By: - January 6, 2019

China has a proven track record of strategic economic and environmental exploitation around the world. In 2010, for example, Beijing cut off exports critical to Japan’s hybrid car and missiles manufacturing to obtain the release of its fishing vessel being held by Tokyo. It played pricing wars with coal in Angola and Kenya. Now it’s increasing its economic presence and influence in South Africa, well beyond its own Pacific theater. It should be sounding political alarms across the swampy spectrum.

When it comes to South Africa, China was the largest provider of public finance for energy development from 2014 to 2016. Around a third of African coal-fired power plants built in the past decade were constructed by Chinese contractors, the majority with Chinese funding, according to a 2016 report by the International Energy Agency (IEA). Conveniently for the devolving “democratic” South African government, the Chinese do not get too caught up in details like safe work environments, human rights, or democracy.

Why should Americans care? South Africa has 860,000 MT of rare earth metal reserves. It is the eight highest reserve in the world, just after the U.S., and it is politically and economically vulnerable.

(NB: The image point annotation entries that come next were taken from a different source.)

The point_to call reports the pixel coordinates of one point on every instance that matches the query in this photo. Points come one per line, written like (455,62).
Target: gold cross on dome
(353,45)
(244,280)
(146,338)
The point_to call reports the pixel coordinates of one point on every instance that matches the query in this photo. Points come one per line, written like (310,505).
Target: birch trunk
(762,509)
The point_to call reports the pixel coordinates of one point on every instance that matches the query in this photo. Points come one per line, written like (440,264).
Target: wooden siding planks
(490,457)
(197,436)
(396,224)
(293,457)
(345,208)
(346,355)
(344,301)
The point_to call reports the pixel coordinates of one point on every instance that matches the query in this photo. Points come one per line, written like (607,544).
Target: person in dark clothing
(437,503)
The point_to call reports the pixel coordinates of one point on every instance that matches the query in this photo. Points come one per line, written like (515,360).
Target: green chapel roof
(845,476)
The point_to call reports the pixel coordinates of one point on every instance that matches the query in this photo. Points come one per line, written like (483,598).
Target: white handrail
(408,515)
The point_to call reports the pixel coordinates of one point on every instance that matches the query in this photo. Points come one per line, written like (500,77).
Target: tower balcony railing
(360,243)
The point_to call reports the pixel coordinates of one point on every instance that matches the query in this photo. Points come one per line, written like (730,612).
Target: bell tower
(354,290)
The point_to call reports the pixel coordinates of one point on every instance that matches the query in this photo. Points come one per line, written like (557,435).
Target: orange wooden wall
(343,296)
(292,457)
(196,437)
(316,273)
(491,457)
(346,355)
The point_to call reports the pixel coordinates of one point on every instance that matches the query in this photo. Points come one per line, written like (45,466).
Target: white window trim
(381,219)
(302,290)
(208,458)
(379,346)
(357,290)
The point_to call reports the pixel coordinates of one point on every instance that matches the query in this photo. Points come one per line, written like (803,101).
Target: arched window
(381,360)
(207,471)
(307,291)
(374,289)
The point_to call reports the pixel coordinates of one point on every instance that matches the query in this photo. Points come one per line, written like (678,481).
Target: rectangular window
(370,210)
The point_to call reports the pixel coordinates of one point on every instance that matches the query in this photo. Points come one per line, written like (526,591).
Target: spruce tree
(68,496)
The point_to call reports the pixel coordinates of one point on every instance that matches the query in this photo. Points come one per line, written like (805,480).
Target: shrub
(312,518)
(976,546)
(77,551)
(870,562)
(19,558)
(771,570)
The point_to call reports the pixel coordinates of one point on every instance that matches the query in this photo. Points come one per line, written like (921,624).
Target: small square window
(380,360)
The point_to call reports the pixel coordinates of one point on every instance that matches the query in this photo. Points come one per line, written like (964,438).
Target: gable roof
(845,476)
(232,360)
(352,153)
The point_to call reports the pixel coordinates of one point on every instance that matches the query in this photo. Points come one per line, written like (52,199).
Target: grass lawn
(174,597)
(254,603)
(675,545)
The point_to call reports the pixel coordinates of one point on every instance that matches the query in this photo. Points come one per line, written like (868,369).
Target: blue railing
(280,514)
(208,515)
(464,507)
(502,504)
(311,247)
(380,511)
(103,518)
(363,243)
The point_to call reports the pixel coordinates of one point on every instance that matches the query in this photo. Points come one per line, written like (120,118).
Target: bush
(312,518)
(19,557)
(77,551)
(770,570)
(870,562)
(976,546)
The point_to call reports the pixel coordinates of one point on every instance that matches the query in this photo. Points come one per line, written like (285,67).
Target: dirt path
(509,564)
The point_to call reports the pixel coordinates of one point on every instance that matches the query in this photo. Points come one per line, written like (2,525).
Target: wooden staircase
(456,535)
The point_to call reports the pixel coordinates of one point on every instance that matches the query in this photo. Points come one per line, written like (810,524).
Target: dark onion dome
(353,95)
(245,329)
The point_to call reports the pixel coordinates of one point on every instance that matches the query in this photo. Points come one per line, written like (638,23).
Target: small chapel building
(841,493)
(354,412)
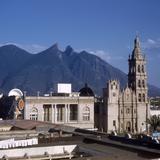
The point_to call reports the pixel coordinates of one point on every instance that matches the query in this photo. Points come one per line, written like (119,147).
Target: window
(73,112)
(60,112)
(139,70)
(142,68)
(47,112)
(114,94)
(139,97)
(34,114)
(144,98)
(139,83)
(127,110)
(114,123)
(143,83)
(86,114)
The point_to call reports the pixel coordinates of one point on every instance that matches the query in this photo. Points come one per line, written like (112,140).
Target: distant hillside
(42,71)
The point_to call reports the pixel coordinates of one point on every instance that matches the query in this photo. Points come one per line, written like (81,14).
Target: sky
(106,28)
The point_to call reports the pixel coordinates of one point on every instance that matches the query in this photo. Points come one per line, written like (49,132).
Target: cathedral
(127,110)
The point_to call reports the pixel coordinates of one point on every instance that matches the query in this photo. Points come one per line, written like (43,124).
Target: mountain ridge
(41,71)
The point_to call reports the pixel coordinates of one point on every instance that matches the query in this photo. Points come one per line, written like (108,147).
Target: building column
(66,114)
(55,113)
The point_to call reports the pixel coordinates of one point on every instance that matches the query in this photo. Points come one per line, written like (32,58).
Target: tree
(154,122)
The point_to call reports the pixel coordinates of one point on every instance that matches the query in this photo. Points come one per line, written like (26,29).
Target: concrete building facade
(127,110)
(73,109)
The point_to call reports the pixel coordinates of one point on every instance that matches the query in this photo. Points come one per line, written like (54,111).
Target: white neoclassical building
(64,107)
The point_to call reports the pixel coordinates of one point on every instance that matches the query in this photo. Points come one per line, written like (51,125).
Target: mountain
(42,71)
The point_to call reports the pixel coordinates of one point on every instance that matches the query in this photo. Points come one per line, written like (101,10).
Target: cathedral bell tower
(137,76)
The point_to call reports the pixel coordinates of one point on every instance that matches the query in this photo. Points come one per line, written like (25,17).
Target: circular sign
(21,104)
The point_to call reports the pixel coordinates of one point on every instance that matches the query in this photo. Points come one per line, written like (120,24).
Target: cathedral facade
(127,110)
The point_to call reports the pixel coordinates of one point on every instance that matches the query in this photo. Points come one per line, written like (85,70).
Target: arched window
(143,68)
(139,70)
(86,114)
(139,83)
(128,126)
(143,83)
(139,97)
(127,110)
(144,98)
(34,114)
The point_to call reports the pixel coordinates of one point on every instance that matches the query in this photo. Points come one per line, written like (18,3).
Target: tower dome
(86,91)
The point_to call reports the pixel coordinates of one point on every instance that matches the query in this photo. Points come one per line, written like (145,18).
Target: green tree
(154,122)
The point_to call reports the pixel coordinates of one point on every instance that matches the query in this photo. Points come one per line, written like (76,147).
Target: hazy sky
(104,27)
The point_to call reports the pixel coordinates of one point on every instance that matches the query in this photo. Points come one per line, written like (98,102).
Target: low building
(64,107)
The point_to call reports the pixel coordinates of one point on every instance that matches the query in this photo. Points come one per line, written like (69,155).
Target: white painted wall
(37,151)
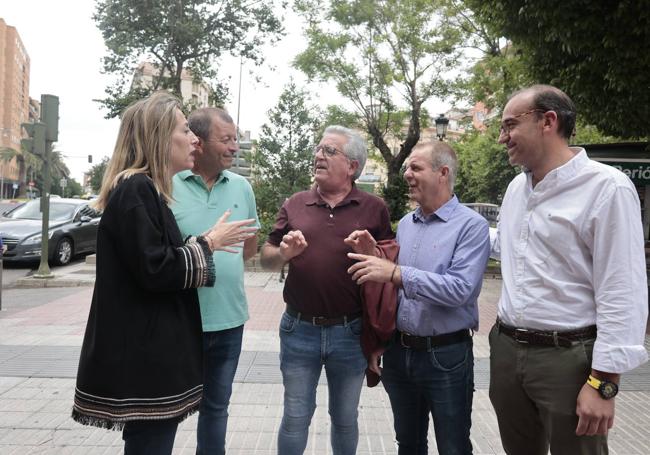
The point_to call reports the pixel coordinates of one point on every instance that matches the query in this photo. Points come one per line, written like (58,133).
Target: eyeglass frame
(329,151)
(504,129)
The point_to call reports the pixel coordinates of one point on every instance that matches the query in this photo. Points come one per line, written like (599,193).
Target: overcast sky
(65,48)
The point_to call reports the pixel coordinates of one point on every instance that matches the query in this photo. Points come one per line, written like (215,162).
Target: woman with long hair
(141,359)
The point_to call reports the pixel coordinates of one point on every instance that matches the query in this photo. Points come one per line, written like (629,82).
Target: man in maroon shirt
(322,322)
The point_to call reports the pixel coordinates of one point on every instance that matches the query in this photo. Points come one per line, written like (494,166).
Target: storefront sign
(637,170)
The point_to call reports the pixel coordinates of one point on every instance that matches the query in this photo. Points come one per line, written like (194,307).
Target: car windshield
(59,211)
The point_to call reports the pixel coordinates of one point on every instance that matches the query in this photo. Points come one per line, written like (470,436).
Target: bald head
(548,98)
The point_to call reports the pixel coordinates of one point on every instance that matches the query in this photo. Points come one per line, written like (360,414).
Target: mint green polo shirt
(196,209)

These components are essential to modern technology, from your smartphone to your car to our military’s advanced arsenal.

As the nation’s leading trade and energy partner and lender, China’s rise in South Africa provokes concern that the post-colonial nation is again under “foreign occupation,” if only because corrupt leadership has given the green light at the expense of the nation. China is also politically gaining ties with the nation embroiled in rising race-based civil unrest and growing increasingly distant from the U.S., a trend starting before President Donald Trump took the helm, though you would never know this from the mainstream media coverage.

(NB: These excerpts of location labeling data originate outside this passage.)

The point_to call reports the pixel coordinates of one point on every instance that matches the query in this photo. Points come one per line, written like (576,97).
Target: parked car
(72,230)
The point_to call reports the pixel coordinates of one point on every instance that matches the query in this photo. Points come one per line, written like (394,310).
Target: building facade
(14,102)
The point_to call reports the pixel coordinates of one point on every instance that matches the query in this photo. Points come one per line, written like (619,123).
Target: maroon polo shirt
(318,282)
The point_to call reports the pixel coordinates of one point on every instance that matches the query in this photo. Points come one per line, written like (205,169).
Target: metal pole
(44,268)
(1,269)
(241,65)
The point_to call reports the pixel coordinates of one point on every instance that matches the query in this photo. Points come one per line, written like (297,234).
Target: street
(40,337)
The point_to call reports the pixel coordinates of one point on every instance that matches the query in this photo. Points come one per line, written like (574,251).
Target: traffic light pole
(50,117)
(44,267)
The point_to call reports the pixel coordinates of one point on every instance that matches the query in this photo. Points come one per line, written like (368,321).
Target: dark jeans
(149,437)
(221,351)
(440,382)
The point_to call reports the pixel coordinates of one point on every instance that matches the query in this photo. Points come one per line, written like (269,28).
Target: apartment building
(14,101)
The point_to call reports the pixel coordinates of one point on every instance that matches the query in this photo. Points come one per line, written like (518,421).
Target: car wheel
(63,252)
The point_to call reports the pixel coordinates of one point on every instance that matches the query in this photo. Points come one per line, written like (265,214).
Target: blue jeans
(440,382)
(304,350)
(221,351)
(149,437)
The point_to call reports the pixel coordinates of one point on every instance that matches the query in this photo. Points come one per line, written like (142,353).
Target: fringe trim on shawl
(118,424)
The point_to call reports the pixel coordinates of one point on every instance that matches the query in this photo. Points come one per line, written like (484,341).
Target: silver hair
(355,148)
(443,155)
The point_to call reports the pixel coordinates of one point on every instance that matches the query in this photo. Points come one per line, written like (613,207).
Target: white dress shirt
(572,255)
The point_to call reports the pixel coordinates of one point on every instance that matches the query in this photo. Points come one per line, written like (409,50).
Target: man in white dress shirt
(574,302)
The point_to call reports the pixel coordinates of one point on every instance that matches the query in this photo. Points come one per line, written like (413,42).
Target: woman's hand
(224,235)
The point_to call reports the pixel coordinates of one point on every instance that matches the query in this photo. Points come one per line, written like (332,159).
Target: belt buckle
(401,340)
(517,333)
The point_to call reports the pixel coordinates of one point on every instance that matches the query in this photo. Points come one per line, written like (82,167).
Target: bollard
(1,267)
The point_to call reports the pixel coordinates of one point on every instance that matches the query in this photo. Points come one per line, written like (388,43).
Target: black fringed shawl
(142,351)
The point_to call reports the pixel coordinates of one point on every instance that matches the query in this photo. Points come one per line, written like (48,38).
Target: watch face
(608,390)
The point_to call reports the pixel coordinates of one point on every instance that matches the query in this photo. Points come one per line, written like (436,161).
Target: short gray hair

Domestically, China’s revved-up influence in South Africa has coincided with worsened and stubborn unemployment, increasing wealth inequality and race-based “land reform” political “solutions.” It could also be behind the more nefarious “land reform” political exploitation of South African racial tensions and Apartheid history. There has been more than one case made that the South African ruling party is simply helping Beijing gain access to privately-held mineral-rich lands in order to help its personal bank accounts. (Perhaps to diminish U.S. influence while gaining further control of rare earth minerals?) Since 2009, the nation has veered sharply in favor of Russia and China and away from the United States. More alarmingly still, “A Better Africa in a Better and Just World,” a 2015 document produced from the African National Congress’ (ANC) foreign policy discussions, concludes that South Africa should follow the Chinese communist model. (At the same time Western liberalism rejects notions of “American colonialism.”)

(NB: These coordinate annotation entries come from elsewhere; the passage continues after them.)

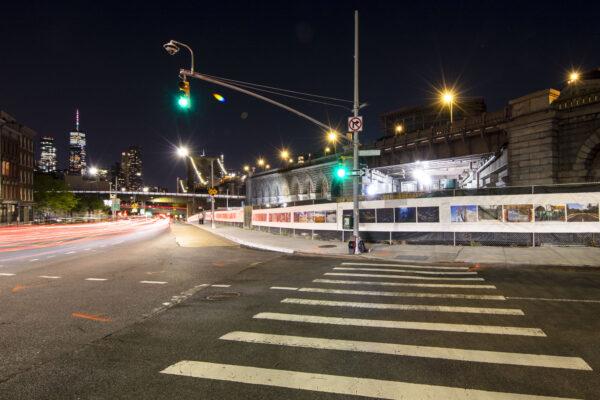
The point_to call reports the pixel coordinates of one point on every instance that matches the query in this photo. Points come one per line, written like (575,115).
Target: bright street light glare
(182,152)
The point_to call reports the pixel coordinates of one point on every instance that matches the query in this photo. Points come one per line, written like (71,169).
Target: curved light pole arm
(258,96)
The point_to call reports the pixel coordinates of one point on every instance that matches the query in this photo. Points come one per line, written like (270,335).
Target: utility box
(348,222)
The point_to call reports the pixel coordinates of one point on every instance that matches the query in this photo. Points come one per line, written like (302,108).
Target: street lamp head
(171,47)
(182,152)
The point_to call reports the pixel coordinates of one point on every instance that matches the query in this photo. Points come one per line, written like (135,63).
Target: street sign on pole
(355,124)
(369,153)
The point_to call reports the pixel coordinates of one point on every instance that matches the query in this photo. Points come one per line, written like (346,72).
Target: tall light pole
(355,109)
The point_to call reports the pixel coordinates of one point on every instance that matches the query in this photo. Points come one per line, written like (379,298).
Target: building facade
(47,161)
(77,150)
(16,172)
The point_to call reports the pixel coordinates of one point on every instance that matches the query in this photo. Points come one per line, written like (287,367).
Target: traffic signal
(340,169)
(184,94)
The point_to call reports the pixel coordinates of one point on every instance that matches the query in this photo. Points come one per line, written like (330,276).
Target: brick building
(16,171)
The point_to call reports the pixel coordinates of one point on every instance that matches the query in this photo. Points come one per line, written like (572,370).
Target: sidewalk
(419,254)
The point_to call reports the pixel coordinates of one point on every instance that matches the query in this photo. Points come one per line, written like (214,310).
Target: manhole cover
(222,296)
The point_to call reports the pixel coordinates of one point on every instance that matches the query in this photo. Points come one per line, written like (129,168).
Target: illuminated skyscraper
(77,153)
(47,162)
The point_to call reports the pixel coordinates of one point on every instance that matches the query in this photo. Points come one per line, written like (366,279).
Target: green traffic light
(184,102)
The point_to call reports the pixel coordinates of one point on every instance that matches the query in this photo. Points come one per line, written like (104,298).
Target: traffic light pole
(355,142)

Even if one could “care less” about South African domestic politics, it (and Africa overall) represents a shifting balance in global politics and economics, one that was previously determined by the U.S. Such national policy in South Africa is fostering distance from the West and pointedly serves China’s own strategic interests in the region. It also gains momentum from the “climate change” agendas led by the global Left, whether Macron in Paris or the Bernie Sanders crowd in DC. It is strengthened by China’s own Sun Tzu strategies of winning without fighting, and all the while the likes of Alexandria Ocasio-Cortez enthusiastically fights fictional climate change windmills and pursues idealistic policies that will put the U.S. at a severe disadvantage when it comes to maintaining not only our energy security but national security as well.